I do believe, however, that part of it is in my mind… pathways in my brain changed after I got West Nile Virus and again, after I was diagnosed with COVID. It’s proven that viruses wreak havoc on the brain and can cause long-term complications in the neurological, nervous and immune systems – to name a few.
People around me – especially since the Functional Neurological Disorder diagnosis – have advocated using the power of belief to improve my symptoms. In fact, I have embraced the idea that I can heal my body – if even one molecule at a time. I have yet to see any results, but I try. However, I just listened to a discussion on the placebo effect and frankly, it ticked me off.
There were all sorts of statistics about people who received a placebo rather than a real pharmaceutical medication experiencing nearly the same level of recovery. This talk said that patients who thought they were undergoing surgery, where they were put under and a surgeon made an incision but didn’t actually perform any procedure – saw dramatic reduction in their symptoms. They were healed nearly as often as those who actually had the surgical procedures.
My health journey is now nine+ years… and my symptoms, progressively worsening. As I look back, there has not been one medication, one physical therapy session, one round of acupuncture, one prayer, one dietary regimen, one hypnotherapy treatment, a single day of my nearly two years of IVIG, my trial of Rituxan (after which I landed in the E.R. with a severe allergic reaction yet still wanted to move forward), one moment of my 10-day hospital stay for plasmapheresis, my visits to the Mayo Clinic, one single prescribed approach that I didn’t fully believe was my cure. Each was an all-in investment of time, energy, belief and literally, our family’s entire savings. I didn’t devote those resources thinking, “Geez, I sure hope this one sticks!” I didn’t go in with doubt. Each and every time, I fully expected a miracle.

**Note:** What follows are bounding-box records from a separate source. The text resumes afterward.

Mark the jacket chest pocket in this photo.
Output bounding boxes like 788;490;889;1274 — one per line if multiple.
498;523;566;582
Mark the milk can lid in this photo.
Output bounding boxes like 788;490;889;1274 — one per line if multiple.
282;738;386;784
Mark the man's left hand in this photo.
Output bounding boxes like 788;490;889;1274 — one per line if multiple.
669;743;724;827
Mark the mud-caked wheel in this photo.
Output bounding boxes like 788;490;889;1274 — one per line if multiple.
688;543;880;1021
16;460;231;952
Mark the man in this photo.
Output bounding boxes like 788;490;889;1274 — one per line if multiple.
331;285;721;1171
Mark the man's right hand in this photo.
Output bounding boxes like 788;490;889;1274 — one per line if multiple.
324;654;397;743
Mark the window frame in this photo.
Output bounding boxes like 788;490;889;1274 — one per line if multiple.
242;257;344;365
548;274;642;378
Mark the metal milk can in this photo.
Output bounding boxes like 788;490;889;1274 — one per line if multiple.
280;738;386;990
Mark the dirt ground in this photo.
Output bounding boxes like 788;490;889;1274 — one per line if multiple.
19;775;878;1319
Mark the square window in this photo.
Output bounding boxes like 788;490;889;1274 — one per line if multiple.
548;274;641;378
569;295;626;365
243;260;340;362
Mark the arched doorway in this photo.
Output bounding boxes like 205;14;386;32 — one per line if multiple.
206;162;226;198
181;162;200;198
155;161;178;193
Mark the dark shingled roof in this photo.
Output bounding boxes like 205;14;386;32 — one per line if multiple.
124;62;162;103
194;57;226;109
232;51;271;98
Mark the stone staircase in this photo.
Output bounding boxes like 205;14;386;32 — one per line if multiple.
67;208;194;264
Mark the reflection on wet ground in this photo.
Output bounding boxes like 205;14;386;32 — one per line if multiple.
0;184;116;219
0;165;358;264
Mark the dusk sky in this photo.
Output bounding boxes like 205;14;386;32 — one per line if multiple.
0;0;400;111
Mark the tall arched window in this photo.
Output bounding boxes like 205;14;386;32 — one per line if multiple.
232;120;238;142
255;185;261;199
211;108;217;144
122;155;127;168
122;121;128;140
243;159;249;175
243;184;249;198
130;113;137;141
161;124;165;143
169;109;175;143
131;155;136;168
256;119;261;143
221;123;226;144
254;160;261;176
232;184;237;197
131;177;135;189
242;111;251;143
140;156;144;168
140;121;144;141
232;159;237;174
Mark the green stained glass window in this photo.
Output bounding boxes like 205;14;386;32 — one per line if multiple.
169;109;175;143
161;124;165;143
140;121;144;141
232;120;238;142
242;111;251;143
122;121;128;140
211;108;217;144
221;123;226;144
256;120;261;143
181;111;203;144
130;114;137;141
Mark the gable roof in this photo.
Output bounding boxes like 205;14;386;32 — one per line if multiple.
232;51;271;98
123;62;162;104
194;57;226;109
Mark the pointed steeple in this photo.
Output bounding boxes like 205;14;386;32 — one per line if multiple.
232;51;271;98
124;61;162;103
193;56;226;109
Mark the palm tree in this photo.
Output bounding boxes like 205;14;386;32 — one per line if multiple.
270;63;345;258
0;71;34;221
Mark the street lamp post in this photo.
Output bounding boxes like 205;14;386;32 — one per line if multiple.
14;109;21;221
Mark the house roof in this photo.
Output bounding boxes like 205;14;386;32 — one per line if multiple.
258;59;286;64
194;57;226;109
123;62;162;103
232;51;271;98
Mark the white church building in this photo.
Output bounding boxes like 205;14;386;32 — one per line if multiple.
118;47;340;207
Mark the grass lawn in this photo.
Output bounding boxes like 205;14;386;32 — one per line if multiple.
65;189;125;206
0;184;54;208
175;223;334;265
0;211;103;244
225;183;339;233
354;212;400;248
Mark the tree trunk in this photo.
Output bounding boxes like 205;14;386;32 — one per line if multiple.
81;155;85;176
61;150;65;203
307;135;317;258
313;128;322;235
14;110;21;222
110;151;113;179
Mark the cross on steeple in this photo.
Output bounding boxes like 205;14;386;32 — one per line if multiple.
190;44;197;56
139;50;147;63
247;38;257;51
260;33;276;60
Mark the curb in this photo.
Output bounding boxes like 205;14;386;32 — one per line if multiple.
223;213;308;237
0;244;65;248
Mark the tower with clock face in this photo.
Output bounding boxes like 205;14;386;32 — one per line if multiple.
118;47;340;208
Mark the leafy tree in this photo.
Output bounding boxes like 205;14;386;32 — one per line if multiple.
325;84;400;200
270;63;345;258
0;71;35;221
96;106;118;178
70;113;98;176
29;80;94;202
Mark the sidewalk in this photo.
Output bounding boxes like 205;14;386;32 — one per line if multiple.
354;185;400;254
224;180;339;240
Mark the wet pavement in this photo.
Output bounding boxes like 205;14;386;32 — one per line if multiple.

Perhaps that’s why the lack of results are so incredibly crushing. I put my hope and belief and money into something I truly believe will help me regain my life… and when it doesn’t happen, I lose hope. Nothing is worse than losing hope. Those are dark, dark days. I live them. I grieve them and then, I get back up and look for the next thing that could lead to my miracle.
I’ve had some pretty awful interactions with doctors in this regard. I’ve been told, “Whatever this is – we know it’s not going to kill you, so don’t worry about it.” Another doctor told me to just pick a physician and stick with them. Yet others assured me that I would not have to live life like this and that they would get to the bottom of what’s going on, who – after a litany of tests – don’t even remember my case or follow-up with answers on what test results mean.
And yet, I keep trying. I do believe that I’m going to get my miracle. I’m going to keep praying for one. I’m going to keep meditating on healing my body. I’m going to keep reading books on the power of belief, and I’m going to continue my relentless search for medical care that reduces this pain and decreases the muscle spasms and cramping.
I wrote a letter to the pain after listening to that discussion. I told it that I can definitively say that with each and every thing I’ve taken on, I didn’t for one second doubt that it was going to be the key to getting better. Hey, I’d take the placebo effect! I’d take just about anything for even a slight reprieve from this round-the-clock pain.